Trees: The Importance of Balancing Trees

    Trees: The Importance of Balancing Trees

      Balance is important to everyone. It keeps you from falling over when you want to

      • walk without tripping over your own feet.
      • pop a wheelie—whether on a bike or in a wheelchair.
      • show off your slackline skills to those cool college students in the park.

      Even those of us a little more gravity-challenged still manage to maintain balance most of the time. Some people even make careers out of being good balancers, like gymnasts, figure-skaters, ballerinas, and those people who can ride unicycles while juggling chainsaws.

      (How does someone even realize they have a talent for juggling chainsaws? Do circuses send out talent scouts to lumber mills or something?)

      Balancing binary trees isn’t quite as exciting as all that, but it also doesn’t involve defying death. That’s got to count for something. Even if you aren't making the big bucks for your balancing skills, if you can't balance at all, you can't get things done. Just like with balancing in real life, balancing binary trees helps keep things running at peak efficiency.

      Think about it this way. If you lost your favorite Hello Kitty beanie somewhere in an unfamiliar room in a creepy old (probably haunted) mansion, you’d want to find it. Fast. You and your best friend divide the room in half to search it. That’s all well and fine until you open a door on your half that leads into another room with more doors that lead to more rooms.

      Don't mind the fact that it’s unlikely you’ll find your beanie in rooms you’re only now discovering. The house is haunted, remember? Who knows where Casper or Peeves left your precious cat hat.

      Now that you know about all those countless other rooms on your half of the room, the search is now lopsided because your half is way bigger than your friend's. Your friend's going to finish way before you and probably go take a nap or something while you have to search all those extra rooms all by yourself.

      That’s not very efficient.

      It isn't efficient in computer science, either. A balanced tree in computer science doesn't need to be perfect (it doesn't need every level to be full) for it to be balanced, but every height level except the last one to be completely filled. That means it can’t look like this:


       

      Yeah, this guy would clearly fall over in the real world. Just look at it. It’s like a chinchilla trying to play seesaw with manatee. Good luck with that one, little guy.

      First off, node 64’s left subtree has two more levels than its right subtree. To make matters worse, 55’s right subtree is has 3 more levels than its left subtree. Not only that, but a tree with 7 nodes should, theoretically, only have a height of 2 (since 22 + 1 – 1 = 7). This monstrosity actually has a height of 4.

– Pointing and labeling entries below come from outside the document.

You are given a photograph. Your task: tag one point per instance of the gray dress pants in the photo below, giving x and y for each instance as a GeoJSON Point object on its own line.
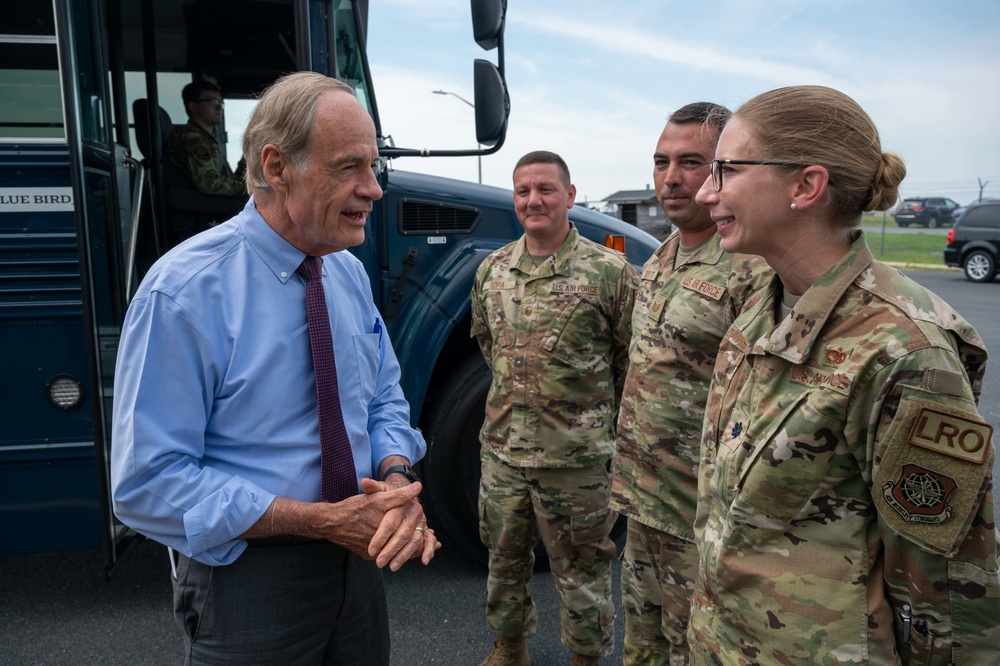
{"type": "Point", "coordinates": [296, 604]}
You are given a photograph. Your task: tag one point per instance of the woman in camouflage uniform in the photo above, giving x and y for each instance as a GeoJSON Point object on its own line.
{"type": "Point", "coordinates": [845, 487]}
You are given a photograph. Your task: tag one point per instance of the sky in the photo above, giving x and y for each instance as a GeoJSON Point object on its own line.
{"type": "Point", "coordinates": [594, 81]}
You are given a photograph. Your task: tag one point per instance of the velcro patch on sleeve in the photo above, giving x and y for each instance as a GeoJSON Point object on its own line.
{"type": "Point", "coordinates": [951, 435]}
{"type": "Point", "coordinates": [944, 381]}
{"type": "Point", "coordinates": [931, 469]}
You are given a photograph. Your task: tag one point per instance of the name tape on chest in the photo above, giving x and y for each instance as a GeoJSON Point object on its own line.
{"type": "Point", "coordinates": [951, 435]}
{"type": "Point", "coordinates": [564, 288]}
{"type": "Point", "coordinates": [713, 291]}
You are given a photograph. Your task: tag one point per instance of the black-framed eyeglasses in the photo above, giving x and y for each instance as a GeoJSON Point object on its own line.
{"type": "Point", "coordinates": [716, 168]}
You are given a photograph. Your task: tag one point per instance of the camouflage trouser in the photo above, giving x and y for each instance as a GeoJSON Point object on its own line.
{"type": "Point", "coordinates": [658, 574]}
{"type": "Point", "coordinates": [569, 510]}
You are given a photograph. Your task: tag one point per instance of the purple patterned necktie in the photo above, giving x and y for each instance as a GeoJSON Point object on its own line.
{"type": "Point", "coordinates": [337, 479]}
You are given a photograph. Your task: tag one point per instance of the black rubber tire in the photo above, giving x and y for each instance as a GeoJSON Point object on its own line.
{"type": "Point", "coordinates": [451, 468]}
{"type": "Point", "coordinates": [979, 266]}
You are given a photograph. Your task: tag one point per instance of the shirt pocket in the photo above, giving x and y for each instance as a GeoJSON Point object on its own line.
{"type": "Point", "coordinates": [777, 469]}
{"type": "Point", "coordinates": [368, 357]}
{"type": "Point", "coordinates": [573, 332]}
{"type": "Point", "coordinates": [498, 323]}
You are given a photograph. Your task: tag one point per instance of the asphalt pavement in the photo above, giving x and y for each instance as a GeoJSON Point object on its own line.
{"type": "Point", "coordinates": [59, 609]}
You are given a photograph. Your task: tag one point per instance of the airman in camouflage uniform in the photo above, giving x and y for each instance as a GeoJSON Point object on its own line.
{"type": "Point", "coordinates": [845, 501]}
{"type": "Point", "coordinates": [194, 148]}
{"type": "Point", "coordinates": [551, 313]}
{"type": "Point", "coordinates": [690, 292]}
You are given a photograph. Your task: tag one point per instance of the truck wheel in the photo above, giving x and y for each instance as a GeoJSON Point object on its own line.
{"type": "Point", "coordinates": [451, 469]}
{"type": "Point", "coordinates": [980, 266]}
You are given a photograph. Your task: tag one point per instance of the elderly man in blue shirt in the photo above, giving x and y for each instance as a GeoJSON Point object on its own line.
{"type": "Point", "coordinates": [217, 421]}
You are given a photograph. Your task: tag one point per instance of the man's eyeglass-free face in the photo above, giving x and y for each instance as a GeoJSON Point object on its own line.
{"type": "Point", "coordinates": [716, 168]}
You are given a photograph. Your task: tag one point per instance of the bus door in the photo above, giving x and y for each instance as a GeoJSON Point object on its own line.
{"type": "Point", "coordinates": [105, 185]}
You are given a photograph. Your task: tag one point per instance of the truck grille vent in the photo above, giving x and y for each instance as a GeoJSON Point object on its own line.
{"type": "Point", "coordinates": [421, 217]}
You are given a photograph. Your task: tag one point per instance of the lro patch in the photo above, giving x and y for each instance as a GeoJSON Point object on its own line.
{"type": "Point", "coordinates": [951, 435]}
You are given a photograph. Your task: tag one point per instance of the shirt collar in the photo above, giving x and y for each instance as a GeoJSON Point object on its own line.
{"type": "Point", "coordinates": [794, 336]}
{"type": "Point", "coordinates": [281, 257]}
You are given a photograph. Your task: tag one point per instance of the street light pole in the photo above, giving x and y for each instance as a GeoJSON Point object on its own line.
{"type": "Point", "coordinates": [479, 158]}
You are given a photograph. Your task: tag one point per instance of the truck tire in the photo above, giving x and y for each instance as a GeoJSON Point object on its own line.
{"type": "Point", "coordinates": [451, 469]}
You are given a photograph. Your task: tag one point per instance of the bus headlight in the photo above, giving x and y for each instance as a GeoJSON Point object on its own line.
{"type": "Point", "coordinates": [64, 392]}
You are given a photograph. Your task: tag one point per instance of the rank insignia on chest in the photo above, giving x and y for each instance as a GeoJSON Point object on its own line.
{"type": "Point", "coordinates": [920, 495]}
{"type": "Point", "coordinates": [835, 355]}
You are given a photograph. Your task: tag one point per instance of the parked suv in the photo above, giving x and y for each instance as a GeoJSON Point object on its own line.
{"type": "Point", "coordinates": [974, 242]}
{"type": "Point", "coordinates": [930, 212]}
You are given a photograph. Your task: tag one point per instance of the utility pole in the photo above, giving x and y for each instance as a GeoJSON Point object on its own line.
{"type": "Point", "coordinates": [479, 158]}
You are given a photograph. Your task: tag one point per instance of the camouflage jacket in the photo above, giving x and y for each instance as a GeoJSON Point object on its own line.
{"type": "Point", "coordinates": [198, 154]}
{"type": "Point", "coordinates": [845, 489]}
{"type": "Point", "coordinates": [681, 313]}
{"type": "Point", "coordinates": [556, 338]}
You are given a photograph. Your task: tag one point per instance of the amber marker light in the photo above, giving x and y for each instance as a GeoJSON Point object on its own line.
{"type": "Point", "coordinates": [615, 242]}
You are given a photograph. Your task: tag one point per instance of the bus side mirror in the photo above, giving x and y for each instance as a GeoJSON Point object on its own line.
{"type": "Point", "coordinates": [487, 22]}
{"type": "Point", "coordinates": [492, 103]}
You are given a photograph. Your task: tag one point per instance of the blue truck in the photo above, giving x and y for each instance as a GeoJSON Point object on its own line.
{"type": "Point", "coordinates": [88, 200]}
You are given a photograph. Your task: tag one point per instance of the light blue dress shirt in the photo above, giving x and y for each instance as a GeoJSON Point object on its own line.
{"type": "Point", "coordinates": [215, 398]}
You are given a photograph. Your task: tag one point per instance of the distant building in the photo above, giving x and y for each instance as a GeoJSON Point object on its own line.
{"type": "Point", "coordinates": [640, 208]}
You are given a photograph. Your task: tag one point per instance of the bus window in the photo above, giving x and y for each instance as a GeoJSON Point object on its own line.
{"type": "Point", "coordinates": [350, 56]}
{"type": "Point", "coordinates": [29, 74]}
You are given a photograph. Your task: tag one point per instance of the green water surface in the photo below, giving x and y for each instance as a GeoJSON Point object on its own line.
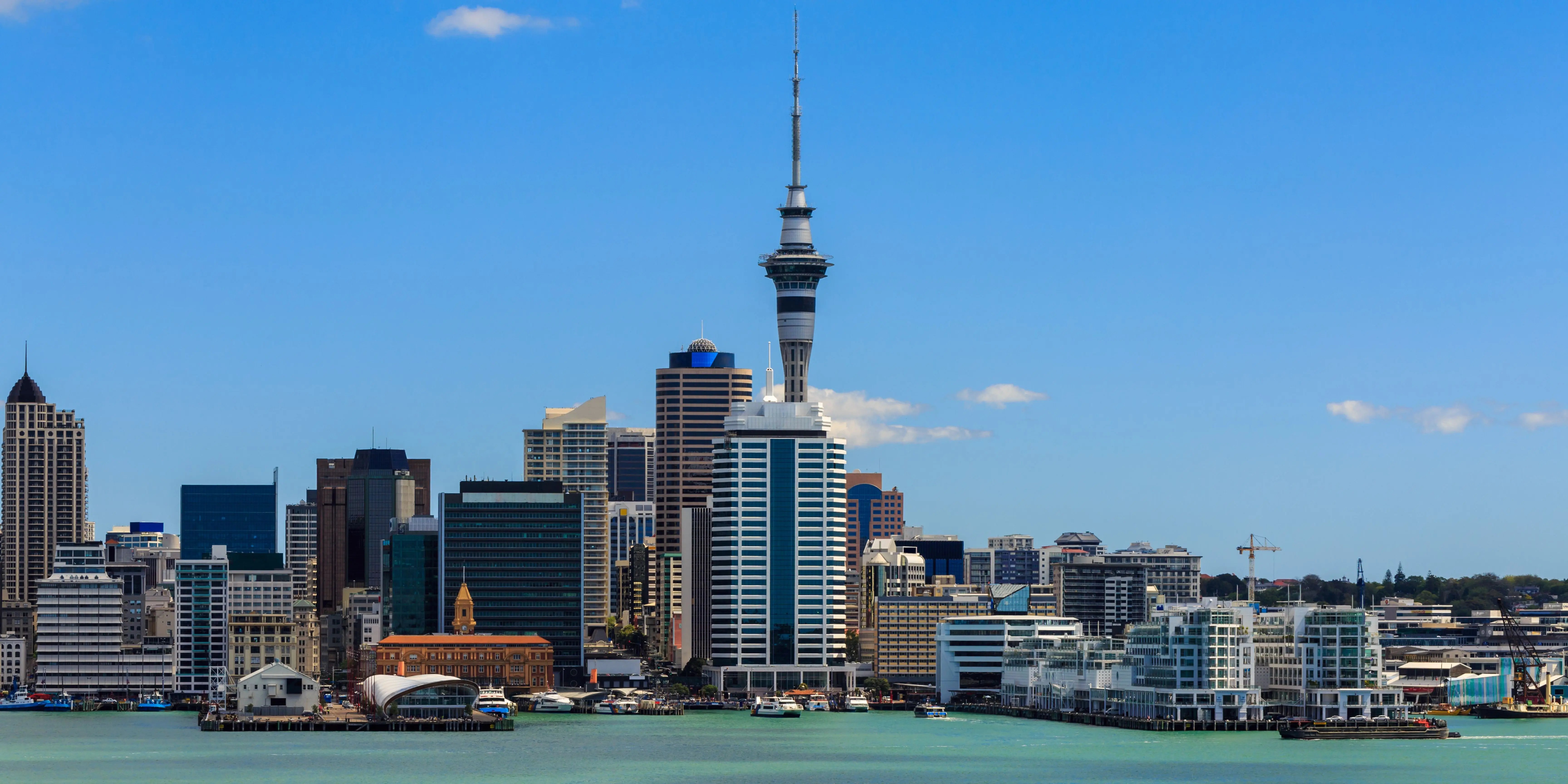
{"type": "Point", "coordinates": [846, 749]}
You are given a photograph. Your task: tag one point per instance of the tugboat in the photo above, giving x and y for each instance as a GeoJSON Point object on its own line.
{"type": "Point", "coordinates": [1362, 728]}
{"type": "Point", "coordinates": [153, 703]}
{"type": "Point", "coordinates": [775, 709]}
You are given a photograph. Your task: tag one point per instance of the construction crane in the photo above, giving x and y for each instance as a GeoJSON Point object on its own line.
{"type": "Point", "coordinates": [1252, 548]}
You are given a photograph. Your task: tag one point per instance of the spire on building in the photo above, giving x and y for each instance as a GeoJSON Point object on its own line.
{"type": "Point", "coordinates": [796, 267]}
{"type": "Point", "coordinates": [463, 609]}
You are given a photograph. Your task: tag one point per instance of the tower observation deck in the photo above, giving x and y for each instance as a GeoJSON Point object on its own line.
{"type": "Point", "coordinates": [796, 267]}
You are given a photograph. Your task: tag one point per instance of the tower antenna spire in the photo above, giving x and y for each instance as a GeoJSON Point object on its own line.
{"type": "Point", "coordinates": [796, 110]}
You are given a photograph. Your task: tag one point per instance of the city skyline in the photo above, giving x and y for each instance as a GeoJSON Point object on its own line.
{"type": "Point", "coordinates": [1242, 328]}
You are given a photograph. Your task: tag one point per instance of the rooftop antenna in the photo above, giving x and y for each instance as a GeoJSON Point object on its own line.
{"type": "Point", "coordinates": [796, 112]}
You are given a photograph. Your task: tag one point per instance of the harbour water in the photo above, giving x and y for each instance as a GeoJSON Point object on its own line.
{"type": "Point", "coordinates": [840, 749]}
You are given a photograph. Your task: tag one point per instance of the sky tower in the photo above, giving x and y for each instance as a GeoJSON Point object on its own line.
{"type": "Point", "coordinates": [796, 267]}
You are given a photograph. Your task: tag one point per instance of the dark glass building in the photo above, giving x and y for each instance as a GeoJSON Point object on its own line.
{"type": "Point", "coordinates": [239, 517]}
{"type": "Point", "coordinates": [412, 579]}
{"type": "Point", "coordinates": [520, 548]}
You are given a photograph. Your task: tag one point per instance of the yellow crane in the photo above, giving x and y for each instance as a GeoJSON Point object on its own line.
{"type": "Point", "coordinates": [1252, 548]}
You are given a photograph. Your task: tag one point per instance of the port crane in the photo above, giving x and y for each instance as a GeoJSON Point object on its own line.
{"type": "Point", "coordinates": [1529, 673]}
{"type": "Point", "coordinates": [1254, 546]}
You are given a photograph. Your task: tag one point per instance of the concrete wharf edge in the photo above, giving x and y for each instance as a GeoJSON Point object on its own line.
{"type": "Point", "coordinates": [1101, 720]}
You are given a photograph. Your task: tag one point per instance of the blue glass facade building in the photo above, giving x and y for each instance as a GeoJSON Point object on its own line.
{"type": "Point", "coordinates": [244, 518]}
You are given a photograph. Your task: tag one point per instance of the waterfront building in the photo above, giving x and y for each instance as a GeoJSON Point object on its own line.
{"type": "Point", "coordinates": [142, 537]}
{"type": "Point", "coordinates": [300, 543]}
{"type": "Point", "coordinates": [520, 540]}
{"type": "Point", "coordinates": [692, 397]}
{"type": "Point", "coordinates": [1103, 597]}
{"type": "Point", "coordinates": [412, 586]}
{"type": "Point", "coordinates": [631, 523]}
{"type": "Point", "coordinates": [242, 518]}
{"type": "Point", "coordinates": [278, 691]}
{"type": "Point", "coordinates": [901, 632]}
{"type": "Point", "coordinates": [970, 650]}
{"type": "Point", "coordinates": [201, 603]}
{"type": "Point", "coordinates": [518, 662]}
{"type": "Point", "coordinates": [871, 513]}
{"type": "Point", "coordinates": [573, 454]}
{"type": "Point", "coordinates": [697, 584]}
{"type": "Point", "coordinates": [259, 639]}
{"type": "Point", "coordinates": [943, 553]}
{"type": "Point", "coordinates": [1172, 570]}
{"type": "Point", "coordinates": [43, 495]}
{"type": "Point", "coordinates": [81, 630]}
{"type": "Point", "coordinates": [630, 460]}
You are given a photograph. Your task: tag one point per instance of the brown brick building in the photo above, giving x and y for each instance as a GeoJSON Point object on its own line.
{"type": "Point", "coordinates": [521, 662]}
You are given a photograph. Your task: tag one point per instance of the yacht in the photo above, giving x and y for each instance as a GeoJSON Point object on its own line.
{"type": "Point", "coordinates": [551, 703]}
{"type": "Point", "coordinates": [153, 703]}
{"type": "Point", "coordinates": [495, 702]}
{"type": "Point", "coordinates": [775, 709]}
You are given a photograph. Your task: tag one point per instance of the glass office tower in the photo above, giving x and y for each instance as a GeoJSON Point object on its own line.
{"type": "Point", "coordinates": [520, 546]}
{"type": "Point", "coordinates": [242, 518]}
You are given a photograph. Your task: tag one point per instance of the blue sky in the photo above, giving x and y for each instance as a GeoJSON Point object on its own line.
{"type": "Point", "coordinates": [244, 236]}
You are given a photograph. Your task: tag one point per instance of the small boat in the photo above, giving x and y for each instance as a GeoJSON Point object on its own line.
{"type": "Point", "coordinates": [20, 703]}
{"type": "Point", "coordinates": [553, 703]}
{"type": "Point", "coordinates": [775, 709]}
{"type": "Point", "coordinates": [153, 703]}
{"type": "Point", "coordinates": [1363, 728]}
{"type": "Point", "coordinates": [495, 702]}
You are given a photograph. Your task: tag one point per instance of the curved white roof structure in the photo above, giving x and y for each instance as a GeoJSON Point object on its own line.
{"type": "Point", "coordinates": [379, 691]}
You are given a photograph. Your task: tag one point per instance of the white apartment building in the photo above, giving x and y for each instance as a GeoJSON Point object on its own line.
{"type": "Point", "coordinates": [81, 617]}
{"type": "Point", "coordinates": [778, 543]}
{"type": "Point", "coordinates": [971, 650]}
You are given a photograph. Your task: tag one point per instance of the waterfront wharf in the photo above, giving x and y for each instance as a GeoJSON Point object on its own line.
{"type": "Point", "coordinates": [338, 719]}
{"type": "Point", "coordinates": [1105, 720]}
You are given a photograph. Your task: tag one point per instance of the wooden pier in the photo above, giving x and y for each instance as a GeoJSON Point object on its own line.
{"type": "Point", "coordinates": [1103, 720]}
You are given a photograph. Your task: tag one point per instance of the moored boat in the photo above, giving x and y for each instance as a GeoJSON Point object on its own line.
{"type": "Point", "coordinates": [1365, 730]}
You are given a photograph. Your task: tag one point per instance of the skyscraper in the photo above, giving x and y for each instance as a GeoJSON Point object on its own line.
{"type": "Point", "coordinates": [796, 269]}
{"type": "Point", "coordinates": [778, 540]}
{"type": "Point", "coordinates": [630, 457]}
{"type": "Point", "coordinates": [44, 488]}
{"type": "Point", "coordinates": [571, 443]}
{"type": "Point", "coordinates": [244, 518]}
{"type": "Point", "coordinates": [692, 401]}
{"type": "Point", "coordinates": [520, 548]}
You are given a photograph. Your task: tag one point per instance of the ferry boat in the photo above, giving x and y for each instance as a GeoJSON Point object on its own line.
{"type": "Point", "coordinates": [1522, 711]}
{"type": "Point", "coordinates": [775, 709]}
{"type": "Point", "coordinates": [551, 703]}
{"type": "Point", "coordinates": [495, 702]}
{"type": "Point", "coordinates": [20, 702]}
{"type": "Point", "coordinates": [1365, 728]}
{"type": "Point", "coordinates": [153, 703]}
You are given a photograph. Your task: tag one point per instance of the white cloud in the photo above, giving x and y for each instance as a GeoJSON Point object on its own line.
{"type": "Point", "coordinates": [21, 9]}
{"type": "Point", "coordinates": [1000, 396]}
{"type": "Point", "coordinates": [485, 21]}
{"type": "Point", "coordinates": [1544, 419]}
{"type": "Point", "coordinates": [1357, 412]}
{"type": "Point", "coordinates": [862, 421]}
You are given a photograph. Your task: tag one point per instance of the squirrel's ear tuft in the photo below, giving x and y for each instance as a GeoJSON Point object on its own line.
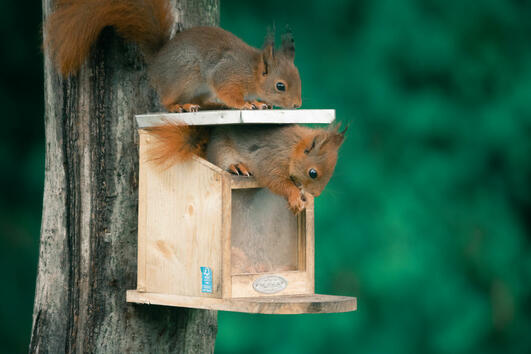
{"type": "Point", "coordinates": [267, 56]}
{"type": "Point", "coordinates": [288, 44]}
{"type": "Point", "coordinates": [336, 137]}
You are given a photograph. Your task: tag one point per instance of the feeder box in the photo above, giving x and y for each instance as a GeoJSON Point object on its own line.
{"type": "Point", "coordinates": [211, 240]}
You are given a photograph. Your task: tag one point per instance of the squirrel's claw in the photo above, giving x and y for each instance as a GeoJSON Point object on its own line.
{"type": "Point", "coordinates": [260, 105]}
{"type": "Point", "coordinates": [248, 105]}
{"type": "Point", "coordinates": [297, 202]}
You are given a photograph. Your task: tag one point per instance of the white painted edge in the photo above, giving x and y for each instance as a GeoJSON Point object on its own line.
{"type": "Point", "coordinates": [276, 116]}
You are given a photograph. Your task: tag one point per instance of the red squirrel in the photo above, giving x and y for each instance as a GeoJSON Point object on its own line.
{"type": "Point", "coordinates": [199, 67]}
{"type": "Point", "coordinates": [290, 160]}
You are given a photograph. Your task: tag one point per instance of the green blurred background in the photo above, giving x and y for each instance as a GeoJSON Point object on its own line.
{"type": "Point", "coordinates": [428, 217]}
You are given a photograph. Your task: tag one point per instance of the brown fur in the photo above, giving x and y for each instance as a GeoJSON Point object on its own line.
{"type": "Point", "coordinates": [279, 157]}
{"type": "Point", "coordinates": [204, 66]}
{"type": "Point", "coordinates": [176, 142]}
{"type": "Point", "coordinates": [76, 24]}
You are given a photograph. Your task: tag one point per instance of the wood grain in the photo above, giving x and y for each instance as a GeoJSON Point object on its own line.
{"type": "Point", "coordinates": [276, 116]}
{"type": "Point", "coordinates": [295, 304]}
{"type": "Point", "coordinates": [183, 228]}
{"type": "Point", "coordinates": [88, 242]}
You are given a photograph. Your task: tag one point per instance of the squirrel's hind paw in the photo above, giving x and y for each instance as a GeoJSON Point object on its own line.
{"type": "Point", "coordinates": [239, 170]}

      That's much less efficient.

      It should only take 2 tries to find a node in a 7-node tree, but you might need 4 tries to find 83 in this one. Just think about all that time you could have saved—time you could have used to practice chainsaw juggling—if only this tree had been balanced.

      That’s really the main problem with unbalanced trees: they want to waste your valuable time (and processing power if you happen to be a computer).

      Let's look at another example, playing the game, "Is it Balanced?"


       

      Here's where real life and computer science diverge a teensy bit. If you made a real-life model of this tree, it would balance like a pair of opened pliers. This tree is just being sneaky, though. If you take a closer look, the right subtree of 20 and the left subtree of 63 both have heights of 0, while the subtrees opposite them have two more levels. This unbalanced BST wants to waste just as much of your time as the last tree did.

      Don't waste your time with unbalanced trees. Instead, spend a little time making it…balanced.

      To make things more balanced, you'll want to follow an algorithm like this, starting from the root:

      1. Look at the node's children. 
      2. If the left subtree is has more levels than the right, assign the current node a code with two numbers. The first number should be the number of levels more that the left subtree has than the right, and the right node should be 0. If the left has one more level, the code is 10. If it has two more levels, the code should be 20.
      3. If the right subtree has more levels, the code is the opposite: the left side gets a zero and the right gets the difference. If the right has one more level, the code should be 01, and if it has two more levels, the code should be 02. 
      4. If the two have an equal height, use the code 00.

      With these options, it becomes pretty clear where the rebalancing needs to be done.

      For example, after the algorithm is run on the last tree, you can see that the tree is most unbalanced in nodes 20 and 63, but becomes balanced again once you get to 55. If you were to rebalance this tree yourself, you'd probably want to start around 20 and 63 because…they're in the worst shape.


       

      If this tree happened to be self-balancing though, it would never have gotten to look so unbalanced in the first place. It would look more like this:


       

      Yep, self-balancing binary trees are a thing, and they can save you ridiculous amounts of time manually balancing your trees. That way, you can get back to your unicycle chainsaw juggling practice.

      You may lose a couple fingers along the way, but it'll all be worth it when you can effortlessly toss dangerous electric machinery while people wonder why anyone would want to practice that.